In any country, the real exchange rate can develop in such a manner that puts the international competitiveness of a larger number of its companies in jeopardy; they may thus find it difficult to service their debt. Quite a few of them may go ‘Detroit’ in the sense of their being both important and yet unable to survive without state aid, thus causing governments still more trouble. Cases of this kind may occur also in some of the CEE or SEE countries, or east of them.
In countries with a flexible exchange rate, the real sector, especially producers of tradables, will benefit from devaluation against the lead currencies, whereas companies and households with high foreign currency debts will face trouble. This holds true for the Czech Republic, Hungary, Poland, Romania, Russia, Serbia, Turkey and Ukraine.
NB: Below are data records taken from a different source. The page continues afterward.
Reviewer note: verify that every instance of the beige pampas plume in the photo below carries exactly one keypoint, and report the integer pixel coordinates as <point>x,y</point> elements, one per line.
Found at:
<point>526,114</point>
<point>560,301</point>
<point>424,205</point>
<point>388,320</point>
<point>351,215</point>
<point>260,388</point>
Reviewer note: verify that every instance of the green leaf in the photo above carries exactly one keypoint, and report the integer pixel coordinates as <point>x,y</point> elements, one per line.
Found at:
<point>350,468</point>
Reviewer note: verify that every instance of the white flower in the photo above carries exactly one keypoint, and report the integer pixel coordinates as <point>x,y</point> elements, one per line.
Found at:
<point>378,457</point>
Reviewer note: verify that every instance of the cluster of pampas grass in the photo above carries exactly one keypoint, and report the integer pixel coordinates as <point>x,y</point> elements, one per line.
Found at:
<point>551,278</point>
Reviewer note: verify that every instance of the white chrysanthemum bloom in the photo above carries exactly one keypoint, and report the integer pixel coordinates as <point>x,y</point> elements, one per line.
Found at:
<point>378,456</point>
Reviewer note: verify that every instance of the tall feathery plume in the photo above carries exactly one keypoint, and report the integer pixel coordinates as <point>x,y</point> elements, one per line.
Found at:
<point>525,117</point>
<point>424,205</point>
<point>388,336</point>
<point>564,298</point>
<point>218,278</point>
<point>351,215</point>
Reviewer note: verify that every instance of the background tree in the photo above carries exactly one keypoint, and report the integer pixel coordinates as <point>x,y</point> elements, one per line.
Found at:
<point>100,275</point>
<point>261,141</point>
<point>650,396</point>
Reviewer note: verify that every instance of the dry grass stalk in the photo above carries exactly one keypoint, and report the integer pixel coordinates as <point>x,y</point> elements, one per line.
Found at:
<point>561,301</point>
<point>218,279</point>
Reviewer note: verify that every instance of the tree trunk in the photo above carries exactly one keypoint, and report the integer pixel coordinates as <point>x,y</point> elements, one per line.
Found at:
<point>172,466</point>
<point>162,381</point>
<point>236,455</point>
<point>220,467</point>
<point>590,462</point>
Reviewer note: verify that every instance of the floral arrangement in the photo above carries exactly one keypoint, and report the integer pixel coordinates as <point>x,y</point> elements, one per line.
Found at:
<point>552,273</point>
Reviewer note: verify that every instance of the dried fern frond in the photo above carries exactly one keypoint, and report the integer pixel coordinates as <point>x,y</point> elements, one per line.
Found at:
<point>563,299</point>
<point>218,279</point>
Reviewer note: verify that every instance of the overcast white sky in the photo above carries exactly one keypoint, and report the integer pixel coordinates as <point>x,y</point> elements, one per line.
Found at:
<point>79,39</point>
In most cases, depreciation is likely to decrease their current account deficit (at least, in terms of percentage of the GDP). For countries with a fixed peg, regardless whether the peg is official or de facto, keeping the nominal exchange rate constant will lead to a decline in GDP, which will be pronounced enough to incur a substantial reduction in current account deficits.
The divide between flexible-currency and fixed-peg countries will also be of significance in terms of price developments. Fixed-peg countries might well go through a phase of declining prices: a trend in fact that is already in motion. In flexible-currency countries, depreciation will have an inflationary impact, although this may be less than in periods of economic prosperity.
The wiiw projection of consumer price inflation shows that only in countries experiencing major devaluation viz. Russia and Ukraine will the rates of inflation be two-digit in 2009, yet for both countries the report expects deceleration compared to 2008.
Very limited space for anti-cyclical fiscal policies
The government deficit in the CEE and SEE countries will probably increase in both 2009 and 2010. The main reason will be a combination of lower revenues and overextended expenditures. The increases in expenditure will mainly stem from the need to support ailing financial and non-financial companies and pay out higher unemployment benefits.
Under such circumstances, the countries in question will – with very few exceptions – hardly be in a position to enact substantial demand-stimulating fiscal policies over a longer period. China and Russia’s governments, however, have some room for manoeuvre.
No swift return to high growth
The extent and eventual date of a recovery from the current slowdown and slump in the various CEE and SEE economies is shrouded in uncertainty. Increasing net exports have the highest potential of becoming the engine of future growth; the balance of CEE and SEE trade can, however, improve only in the case of some partner countries’ trade balances deteriorating correspondingly vis-à-vis these countries.
It is uncertain as to whether the United States or Western Europe will assume that role in the near future. The impact of major devaluations, and hence improved competitiveness, might ultimately be the key component of demand that leads to an upswing. In the event of favourable international developments, the region’s economy may start growing again in 2010 or 2011.
A return to high growth rates on a par with past years is somewhat unlikely in the near future, as foreign financing will not return to its previous level.